Concernant le non-respect des procédures internes, il est plus précisément reproché à M. [N] d'avoir laissé entrer un client en cabine avec une valise, de ne pas avoir vérifié l'intérieur de la cabine après son départ ou récupéré les vêtements essayés et de ne pas avoir prévenu un supérieur ou un membre de l'équipe lors de son passage en réserve. Il lui est également respecté un non-respect des articles 3.3, 3.4.1, 3.6 et 3.8 du contrat de travail.



Concernant le fait de laisser entrer un client en cabine avec une valise, ce grief est matériellement établi au regard du déroulement des faits tels qu'il résulte notamment des captations d'écran de vidéo surveillance, du message relative au 'feedback' à la suite du vol décrivant l'attitude du salarié ainsi que des dires des parties. Si l'employeur ne démontre pas qu'il existait une règle précise écrite et connue du salarié prohibant cette attitude, l'attention des salariés est attirée sur le fait que des clients avec des grands sacs sont à surveiller particulièrement. Dès lors, le comportement consistant à laisser entrer un client vêtu d'un imperméable, d'un chapeau, de lunettes de soleil, avec une valise, dans une cabine est contraire aux procédures internes de la Société Guess France selon lesquelles le personnel est tenu d'apporter son concours à la prévention des vols et de respecter les procédures vols et pertes. Ce grief doit être retenu.

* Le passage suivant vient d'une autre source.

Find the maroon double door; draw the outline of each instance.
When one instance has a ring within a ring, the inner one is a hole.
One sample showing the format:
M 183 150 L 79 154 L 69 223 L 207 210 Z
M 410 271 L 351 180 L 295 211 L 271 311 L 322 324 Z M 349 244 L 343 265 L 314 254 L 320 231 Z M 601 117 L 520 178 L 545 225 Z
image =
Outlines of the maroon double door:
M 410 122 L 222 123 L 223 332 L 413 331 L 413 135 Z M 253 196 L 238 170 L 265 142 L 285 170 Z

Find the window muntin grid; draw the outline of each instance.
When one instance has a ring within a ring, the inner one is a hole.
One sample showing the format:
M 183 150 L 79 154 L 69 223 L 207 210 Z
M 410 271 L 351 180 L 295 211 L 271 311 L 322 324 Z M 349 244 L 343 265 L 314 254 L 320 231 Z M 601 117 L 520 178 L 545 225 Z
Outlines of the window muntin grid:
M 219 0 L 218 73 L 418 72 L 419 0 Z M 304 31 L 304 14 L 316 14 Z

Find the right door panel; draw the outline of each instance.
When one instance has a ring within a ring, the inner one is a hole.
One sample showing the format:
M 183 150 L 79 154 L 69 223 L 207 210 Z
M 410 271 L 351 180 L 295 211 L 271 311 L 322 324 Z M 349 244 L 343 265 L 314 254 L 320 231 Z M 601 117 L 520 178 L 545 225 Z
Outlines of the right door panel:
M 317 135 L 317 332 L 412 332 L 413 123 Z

Concernant l'absence de vérification de l'intérieur de la cabine après son départ ou de récupération des vêtements essayés, ce fait est également matériellement établi puisqu'il est constant que les vêtements essayés par le client ont été retrouvés dans sa valise ce qui a déclenché l'alarme à la sortie de la boutique. Il résulte des documents produits qu'aux termes du guide interne du vol, le salarié doit 'toujours essayer de contrôler les clients qui quittent la cabine d'essayage et de faire le compte des produits, demander au client sa satisfaction par rapport aux produits et proposer de les emporter à la caisse et qu'après qu'un client a quitté la cabine d'essayage, l'employé en charge est responsable de nettoyer la cabine d'essayage' ce qui n'a aucunement été le cas en l'espèce et ce alors qu'il ne résulte pas des extraits de vidéo surveillance communiqués que le salarié était occupé par ailleurs. Ce grief doit également être retenu.



Concernant le fait de ne pas avoir prévenu un supérieur ou un membre de l'équipe lors de son passage en réserve, alors que le salarié le conteste, l'employeur qui a la charge exclusive de la preuve de la faute grave ne démontre pas ce manquement. Ce grief doit donc être écarté.

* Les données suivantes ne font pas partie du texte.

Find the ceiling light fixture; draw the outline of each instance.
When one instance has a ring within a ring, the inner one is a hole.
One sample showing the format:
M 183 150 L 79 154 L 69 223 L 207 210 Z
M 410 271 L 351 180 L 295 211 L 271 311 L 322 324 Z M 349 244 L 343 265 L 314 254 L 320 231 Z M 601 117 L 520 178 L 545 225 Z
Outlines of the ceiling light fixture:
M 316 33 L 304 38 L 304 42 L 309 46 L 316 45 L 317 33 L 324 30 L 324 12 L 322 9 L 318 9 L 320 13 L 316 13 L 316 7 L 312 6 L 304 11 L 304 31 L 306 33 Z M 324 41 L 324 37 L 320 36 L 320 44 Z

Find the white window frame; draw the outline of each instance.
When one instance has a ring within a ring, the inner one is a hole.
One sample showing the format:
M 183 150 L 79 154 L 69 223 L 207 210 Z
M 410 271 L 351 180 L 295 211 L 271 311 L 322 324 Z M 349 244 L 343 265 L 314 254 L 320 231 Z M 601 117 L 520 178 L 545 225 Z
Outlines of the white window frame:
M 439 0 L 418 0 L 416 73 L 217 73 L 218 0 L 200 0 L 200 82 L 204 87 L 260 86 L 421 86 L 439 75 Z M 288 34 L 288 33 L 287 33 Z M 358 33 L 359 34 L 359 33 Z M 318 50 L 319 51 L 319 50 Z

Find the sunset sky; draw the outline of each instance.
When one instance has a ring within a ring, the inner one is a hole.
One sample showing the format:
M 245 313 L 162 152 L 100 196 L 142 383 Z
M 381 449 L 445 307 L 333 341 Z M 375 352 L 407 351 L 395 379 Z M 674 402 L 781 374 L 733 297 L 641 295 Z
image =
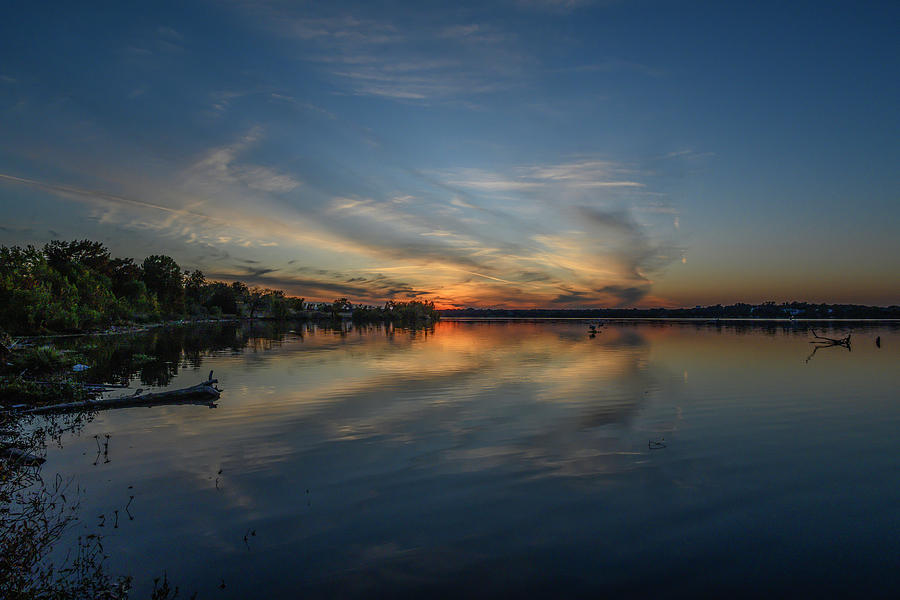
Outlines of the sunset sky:
M 900 303 L 898 2 L 3 12 L 0 244 L 327 301 Z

Concernant le non-respect des articles 3.3, 3.4.1, 3.6 et 3.8 du réglement, ce grief est redondant avec les précédents et doit être écarté.



Il résulte ainsi de ce qui précède qu'en laissant un client au comportement suspect entrer en cabine avec une valise sans vérifier la cabine à sa suite ni récupérer les vêtements essayés, en fraude des procédures de prévention du vol en vigueur, le salarié s'est rendu coupable de négligence fautive rendant ainsi possible le vol commis au préjudice de son employeur pour un montant de plus de 500 euros.

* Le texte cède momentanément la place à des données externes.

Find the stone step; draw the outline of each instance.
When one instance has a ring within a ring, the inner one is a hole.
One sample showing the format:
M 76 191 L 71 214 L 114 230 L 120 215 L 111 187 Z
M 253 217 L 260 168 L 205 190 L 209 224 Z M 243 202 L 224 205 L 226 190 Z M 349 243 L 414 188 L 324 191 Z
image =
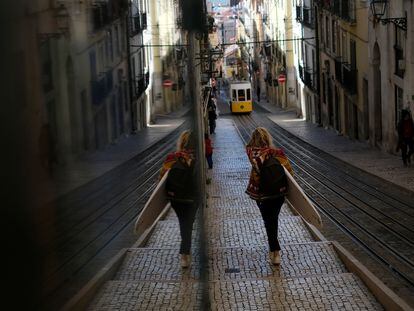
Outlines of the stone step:
M 268 259 L 267 246 L 213 248 L 211 280 L 273 279 L 348 272 L 329 242 L 281 245 L 281 265 Z
M 210 286 L 211 310 L 383 310 L 350 273 Z
M 200 256 L 192 250 L 192 265 L 181 269 L 178 249 L 129 249 L 115 280 L 194 281 L 199 279 Z M 268 248 L 213 248 L 208 251 L 209 279 L 243 280 L 305 277 L 347 272 L 329 242 L 286 244 L 281 265 L 268 260 Z
M 196 247 L 199 243 L 199 237 L 196 233 L 197 220 L 194 222 L 192 245 Z M 150 248 L 179 248 L 181 242 L 180 228 L 178 220 L 159 221 L 155 226 L 154 232 L 145 244 Z
M 268 245 L 262 219 L 222 220 L 211 224 L 212 247 L 250 247 Z M 279 219 L 280 244 L 313 242 L 314 239 L 299 216 Z
M 215 202 L 216 199 L 212 198 L 213 204 L 205 210 L 205 215 L 208 219 L 261 219 L 259 208 L 256 203 L 249 201 L 241 203 L 240 201 L 230 201 L 227 203 Z M 248 199 L 247 199 L 248 200 Z M 223 203 L 223 204 L 220 204 Z M 250 203 L 250 204 L 247 204 Z M 293 212 L 287 207 L 286 204 L 282 206 L 280 210 L 279 218 L 294 216 Z
M 109 281 L 88 310 L 200 310 L 200 288 L 198 282 Z
M 178 248 L 131 248 L 115 280 L 194 281 L 199 278 L 199 253 L 192 249 L 192 264 L 182 269 Z
M 214 281 L 211 310 L 383 310 L 350 273 L 272 280 Z M 193 282 L 109 281 L 88 310 L 201 310 Z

Au regard de sa gravité, de ses conséquences pour l'entreprise et du précédent avertissement délivré un mois plus tôt pour de nombreux retards et une absence injustifiée, cette faute rendait impossible le maintien du salarié dans l'entreprise et constituait donc une faute grave.



Il convient dès lors de confirmer le jugement en ce qu'il considère le licenciement de ce chef fondé et rejette l'ensemble des demandes financières du salarié à titre de rappel de salaire sur mise à pied, d'indemnité compensatrice de préavis, de congés payés afférents, d'indemnité de licenciement et de dommages-intérêts pour licenciement sans cause réelle et sérieuse.



3 : Sur la discrimination



Aux termes de l'article L.1132-1 du code du travail, aucun salarié ne peut être sanctionné ou faire l'objet d'une mesure discriminatoire, directe ou indirecte, telle que définie à l'article 1er de la loi n° 2008-496 du 27 mai 2008 portant diverses dispositions d'adaptation au droit communautaire dans le domaine de la lutte contre les discriminations, notamment en matière de rémunération, au sens de l'article L. 3221-3, de mesures d'intéressement ou de distribution d'actions, de formation, de reclassement, d'affectation, de qualification, de classification, de promotion professionnelle, de mutation ou de renouvellement de contrat en raison de son appartenance ou de sa non-appartenance, vraie ou supposée, à une ethnie, une nation ou une prétendue race ou de son apparence physique.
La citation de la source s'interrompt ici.